Pleomorphic mantle cell lymphoma morphologically mimicking diffuse large B cell lymphoma: common cyclin D1 negativity and a simple immunohistochemical algorithm to avoid the diagnostic pitfall

Aims To characterize the clinicopathological and genetic features of pleomorphic mantle cell lymphoma ( PMCL ), which morphologically mimics diffuse large B cell lymphoma ( DLBCL ). Methods and results We screened systematically 500 B cell lymphomas morphologically compatible with DLBCL using an immunohistochemical algorithm of three markers ( CD 5, cyclin D1 and SOX 11). Ten cases of PMCL were identified for further study and, surprisingly, four (40%) of them were cyclin D1‐negative. These 10 patients were mainly elderly males with advanced disease, and their median survival was only 11 months. All cyclin D1‐positive PMCL s tested showed an IGH – CCND 1 translocation, whereas one of the four cyclin D1‐negative PMCL s had a translocation involving CCND 2 and a high CCND 2 mRNA level ( P < 0.1). The genomewide copy number profiles of both cyclin D1‐positive and cyclin D1‐negative PMCL s were similar to those of classical mantle cell lymphoma ( MCL ) reported previously, confirming the diagnosis. Secondary genetic alterations involved in oncogenic pathways of MCL were observed more frequently in these PMCL s, possibly decreasing the dependence on the driving CCND 1 translocation and accounting for the common cyclin D1 negativity. Copy number gains of PIK 3 CA and CCDC 50 were detected in all cyclin D1‐negative PMCL s but in only 40% of the cyclin D1‐positive PMCL s.

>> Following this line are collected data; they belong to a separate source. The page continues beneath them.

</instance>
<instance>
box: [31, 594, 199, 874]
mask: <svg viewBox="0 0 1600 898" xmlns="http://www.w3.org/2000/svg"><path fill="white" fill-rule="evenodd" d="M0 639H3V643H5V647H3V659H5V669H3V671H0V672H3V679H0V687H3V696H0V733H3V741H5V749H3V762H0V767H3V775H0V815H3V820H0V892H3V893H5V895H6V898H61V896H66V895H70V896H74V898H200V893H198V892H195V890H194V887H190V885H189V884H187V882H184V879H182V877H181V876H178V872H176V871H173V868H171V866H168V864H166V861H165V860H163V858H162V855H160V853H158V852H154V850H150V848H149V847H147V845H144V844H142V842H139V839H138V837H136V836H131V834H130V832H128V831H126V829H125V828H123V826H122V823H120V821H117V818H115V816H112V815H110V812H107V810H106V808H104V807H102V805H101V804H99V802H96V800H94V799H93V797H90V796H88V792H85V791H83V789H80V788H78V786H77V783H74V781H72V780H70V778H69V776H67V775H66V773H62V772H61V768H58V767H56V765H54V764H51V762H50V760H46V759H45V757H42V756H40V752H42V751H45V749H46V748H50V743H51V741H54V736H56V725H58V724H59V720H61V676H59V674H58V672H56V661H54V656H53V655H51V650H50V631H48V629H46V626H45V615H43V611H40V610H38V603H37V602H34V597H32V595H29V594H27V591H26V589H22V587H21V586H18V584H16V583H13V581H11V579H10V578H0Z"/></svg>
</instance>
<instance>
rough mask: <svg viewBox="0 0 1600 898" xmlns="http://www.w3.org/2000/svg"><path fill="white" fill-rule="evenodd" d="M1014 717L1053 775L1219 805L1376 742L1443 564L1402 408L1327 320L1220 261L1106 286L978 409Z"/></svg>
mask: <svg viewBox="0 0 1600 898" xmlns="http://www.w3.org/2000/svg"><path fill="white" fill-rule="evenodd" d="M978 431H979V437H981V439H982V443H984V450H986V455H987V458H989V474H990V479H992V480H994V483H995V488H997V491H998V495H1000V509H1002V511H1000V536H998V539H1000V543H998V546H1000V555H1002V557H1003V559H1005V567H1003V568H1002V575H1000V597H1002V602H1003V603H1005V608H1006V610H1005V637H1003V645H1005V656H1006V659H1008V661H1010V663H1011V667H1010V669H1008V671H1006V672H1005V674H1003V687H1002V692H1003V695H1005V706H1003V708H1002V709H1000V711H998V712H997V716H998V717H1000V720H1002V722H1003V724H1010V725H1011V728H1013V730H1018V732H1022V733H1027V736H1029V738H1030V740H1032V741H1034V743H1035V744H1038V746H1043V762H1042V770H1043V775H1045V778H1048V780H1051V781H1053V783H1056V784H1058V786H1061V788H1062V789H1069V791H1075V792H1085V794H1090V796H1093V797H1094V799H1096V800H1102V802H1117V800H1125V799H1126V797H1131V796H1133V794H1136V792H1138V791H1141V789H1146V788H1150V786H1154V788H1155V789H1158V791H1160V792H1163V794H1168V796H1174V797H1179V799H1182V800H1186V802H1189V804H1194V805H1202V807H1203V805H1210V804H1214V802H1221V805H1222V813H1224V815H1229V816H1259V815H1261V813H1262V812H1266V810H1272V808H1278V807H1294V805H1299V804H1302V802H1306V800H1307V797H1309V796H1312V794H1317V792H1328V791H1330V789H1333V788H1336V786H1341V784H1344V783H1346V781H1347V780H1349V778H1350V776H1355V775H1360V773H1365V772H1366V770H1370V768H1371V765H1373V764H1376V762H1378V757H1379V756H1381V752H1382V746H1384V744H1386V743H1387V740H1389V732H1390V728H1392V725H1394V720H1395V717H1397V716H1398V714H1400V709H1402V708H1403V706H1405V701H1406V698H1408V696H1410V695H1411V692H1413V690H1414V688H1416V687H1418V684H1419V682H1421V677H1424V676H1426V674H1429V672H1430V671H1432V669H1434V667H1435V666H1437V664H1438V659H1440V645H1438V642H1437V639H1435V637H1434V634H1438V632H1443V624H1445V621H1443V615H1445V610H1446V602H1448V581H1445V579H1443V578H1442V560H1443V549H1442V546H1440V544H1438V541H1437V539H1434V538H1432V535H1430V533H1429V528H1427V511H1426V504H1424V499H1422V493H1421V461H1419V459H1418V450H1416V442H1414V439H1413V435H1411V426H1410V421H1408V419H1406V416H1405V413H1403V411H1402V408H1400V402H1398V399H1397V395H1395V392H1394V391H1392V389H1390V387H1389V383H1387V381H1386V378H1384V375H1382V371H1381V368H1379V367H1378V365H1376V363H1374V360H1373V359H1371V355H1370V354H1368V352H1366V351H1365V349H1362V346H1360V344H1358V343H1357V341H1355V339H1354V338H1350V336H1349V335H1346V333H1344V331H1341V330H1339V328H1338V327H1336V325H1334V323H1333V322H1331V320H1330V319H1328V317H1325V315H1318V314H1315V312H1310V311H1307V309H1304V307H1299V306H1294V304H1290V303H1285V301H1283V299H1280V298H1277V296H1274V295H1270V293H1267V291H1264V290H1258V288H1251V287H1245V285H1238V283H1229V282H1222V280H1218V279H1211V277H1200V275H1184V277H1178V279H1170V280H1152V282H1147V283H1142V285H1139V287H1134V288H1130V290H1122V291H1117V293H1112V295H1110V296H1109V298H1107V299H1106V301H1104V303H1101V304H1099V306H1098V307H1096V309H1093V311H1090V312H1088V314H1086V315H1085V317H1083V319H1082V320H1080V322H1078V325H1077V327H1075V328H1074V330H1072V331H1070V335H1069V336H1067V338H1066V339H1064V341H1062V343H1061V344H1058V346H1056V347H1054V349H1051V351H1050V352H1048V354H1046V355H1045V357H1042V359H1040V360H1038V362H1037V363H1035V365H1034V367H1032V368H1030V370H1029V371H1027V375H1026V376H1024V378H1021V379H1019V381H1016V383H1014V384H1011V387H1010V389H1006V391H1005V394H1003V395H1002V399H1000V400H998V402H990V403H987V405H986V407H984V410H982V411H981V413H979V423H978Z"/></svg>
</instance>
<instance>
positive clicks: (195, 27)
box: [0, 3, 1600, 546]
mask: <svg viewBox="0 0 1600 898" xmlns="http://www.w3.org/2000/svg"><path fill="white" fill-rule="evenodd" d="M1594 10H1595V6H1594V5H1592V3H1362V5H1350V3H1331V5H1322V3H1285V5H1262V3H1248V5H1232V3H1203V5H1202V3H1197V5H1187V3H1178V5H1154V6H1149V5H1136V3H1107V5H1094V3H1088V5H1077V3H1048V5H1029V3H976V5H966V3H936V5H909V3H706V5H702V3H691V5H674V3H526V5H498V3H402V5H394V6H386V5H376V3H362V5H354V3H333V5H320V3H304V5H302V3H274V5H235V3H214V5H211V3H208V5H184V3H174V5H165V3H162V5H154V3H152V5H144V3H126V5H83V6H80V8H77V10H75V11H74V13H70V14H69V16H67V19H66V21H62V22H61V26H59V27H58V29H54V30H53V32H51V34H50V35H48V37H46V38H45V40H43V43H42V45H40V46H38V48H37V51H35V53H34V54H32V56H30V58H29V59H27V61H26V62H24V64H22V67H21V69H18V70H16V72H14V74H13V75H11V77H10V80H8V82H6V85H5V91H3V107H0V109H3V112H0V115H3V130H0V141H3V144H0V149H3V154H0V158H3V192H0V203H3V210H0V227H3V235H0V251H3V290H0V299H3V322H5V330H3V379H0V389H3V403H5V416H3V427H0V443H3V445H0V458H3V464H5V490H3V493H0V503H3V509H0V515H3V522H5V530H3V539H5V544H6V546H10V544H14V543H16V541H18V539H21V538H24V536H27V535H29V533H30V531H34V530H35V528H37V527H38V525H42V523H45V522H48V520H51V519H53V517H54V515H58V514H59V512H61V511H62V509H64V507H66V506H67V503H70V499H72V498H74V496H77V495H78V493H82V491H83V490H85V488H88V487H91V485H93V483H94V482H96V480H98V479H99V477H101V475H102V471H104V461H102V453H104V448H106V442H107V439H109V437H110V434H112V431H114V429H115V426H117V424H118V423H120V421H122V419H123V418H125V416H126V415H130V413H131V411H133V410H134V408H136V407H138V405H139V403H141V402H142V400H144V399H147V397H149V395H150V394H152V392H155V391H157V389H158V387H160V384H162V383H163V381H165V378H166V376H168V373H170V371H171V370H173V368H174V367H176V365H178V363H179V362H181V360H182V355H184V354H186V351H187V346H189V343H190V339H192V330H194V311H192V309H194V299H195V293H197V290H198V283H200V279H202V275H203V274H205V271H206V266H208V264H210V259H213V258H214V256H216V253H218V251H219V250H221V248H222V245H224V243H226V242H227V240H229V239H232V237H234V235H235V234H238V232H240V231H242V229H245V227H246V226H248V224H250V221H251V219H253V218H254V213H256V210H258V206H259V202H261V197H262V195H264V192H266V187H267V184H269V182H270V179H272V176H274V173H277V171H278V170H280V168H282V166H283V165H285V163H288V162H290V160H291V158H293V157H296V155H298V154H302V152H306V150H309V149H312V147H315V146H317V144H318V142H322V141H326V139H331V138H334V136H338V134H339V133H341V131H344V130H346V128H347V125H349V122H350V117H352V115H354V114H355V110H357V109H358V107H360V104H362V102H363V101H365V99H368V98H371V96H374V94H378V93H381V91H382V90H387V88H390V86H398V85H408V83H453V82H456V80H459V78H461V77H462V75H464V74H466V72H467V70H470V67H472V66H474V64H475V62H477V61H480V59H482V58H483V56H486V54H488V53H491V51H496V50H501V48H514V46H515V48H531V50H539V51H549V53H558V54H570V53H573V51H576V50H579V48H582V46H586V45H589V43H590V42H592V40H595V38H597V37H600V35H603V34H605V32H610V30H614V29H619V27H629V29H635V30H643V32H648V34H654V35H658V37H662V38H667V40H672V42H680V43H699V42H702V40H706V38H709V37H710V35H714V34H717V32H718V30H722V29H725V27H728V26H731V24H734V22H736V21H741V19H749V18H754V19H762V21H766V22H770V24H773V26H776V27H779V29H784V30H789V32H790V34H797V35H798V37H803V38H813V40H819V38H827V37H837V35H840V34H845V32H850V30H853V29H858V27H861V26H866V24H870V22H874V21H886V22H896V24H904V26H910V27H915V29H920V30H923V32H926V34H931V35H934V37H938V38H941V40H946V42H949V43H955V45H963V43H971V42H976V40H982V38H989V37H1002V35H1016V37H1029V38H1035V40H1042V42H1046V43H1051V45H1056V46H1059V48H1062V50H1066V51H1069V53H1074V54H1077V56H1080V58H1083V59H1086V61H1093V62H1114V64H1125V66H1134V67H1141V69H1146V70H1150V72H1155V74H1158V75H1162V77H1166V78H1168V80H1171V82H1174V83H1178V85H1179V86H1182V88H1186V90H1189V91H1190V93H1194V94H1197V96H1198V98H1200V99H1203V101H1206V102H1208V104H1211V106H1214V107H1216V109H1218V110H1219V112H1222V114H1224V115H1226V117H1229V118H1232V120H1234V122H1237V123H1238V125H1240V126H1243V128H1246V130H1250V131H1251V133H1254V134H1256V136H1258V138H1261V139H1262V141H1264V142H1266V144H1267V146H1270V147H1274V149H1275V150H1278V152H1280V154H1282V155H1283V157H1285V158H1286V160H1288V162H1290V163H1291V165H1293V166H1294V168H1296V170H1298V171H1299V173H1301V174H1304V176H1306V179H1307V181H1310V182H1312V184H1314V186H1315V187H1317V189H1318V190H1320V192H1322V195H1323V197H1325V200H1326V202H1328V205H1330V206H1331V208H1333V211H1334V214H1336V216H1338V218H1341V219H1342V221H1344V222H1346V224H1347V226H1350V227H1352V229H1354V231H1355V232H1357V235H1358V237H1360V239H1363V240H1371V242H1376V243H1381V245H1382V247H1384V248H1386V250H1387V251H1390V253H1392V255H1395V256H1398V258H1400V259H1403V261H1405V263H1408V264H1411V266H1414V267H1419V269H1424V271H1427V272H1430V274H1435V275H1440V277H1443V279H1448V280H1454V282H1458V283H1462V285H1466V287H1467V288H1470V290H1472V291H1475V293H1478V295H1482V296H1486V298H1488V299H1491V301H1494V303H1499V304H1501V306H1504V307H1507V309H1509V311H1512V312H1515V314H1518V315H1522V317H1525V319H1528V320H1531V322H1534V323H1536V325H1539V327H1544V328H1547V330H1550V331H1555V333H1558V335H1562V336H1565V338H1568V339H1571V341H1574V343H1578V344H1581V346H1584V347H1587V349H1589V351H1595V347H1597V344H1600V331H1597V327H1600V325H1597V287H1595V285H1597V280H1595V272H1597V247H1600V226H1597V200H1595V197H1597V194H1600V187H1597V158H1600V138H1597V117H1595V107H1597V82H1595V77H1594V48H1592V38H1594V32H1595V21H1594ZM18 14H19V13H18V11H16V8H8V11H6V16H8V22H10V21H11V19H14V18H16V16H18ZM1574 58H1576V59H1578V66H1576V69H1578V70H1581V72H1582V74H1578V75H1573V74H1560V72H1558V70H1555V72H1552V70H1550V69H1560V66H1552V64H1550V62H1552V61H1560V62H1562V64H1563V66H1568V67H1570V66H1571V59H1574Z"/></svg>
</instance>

These additional oncogenic signals may compensate for the common absence of CCND 2 translocation in cyclin D1‐negative PMCL . Conclusion We demonstrate for the first time that cyclin D1 negativity is surprisingly common in PMCL morphologically mimicking DLBCL , and the use of a simple immunohistochemical algorithm can prevent misclassification and inappropriate treatment.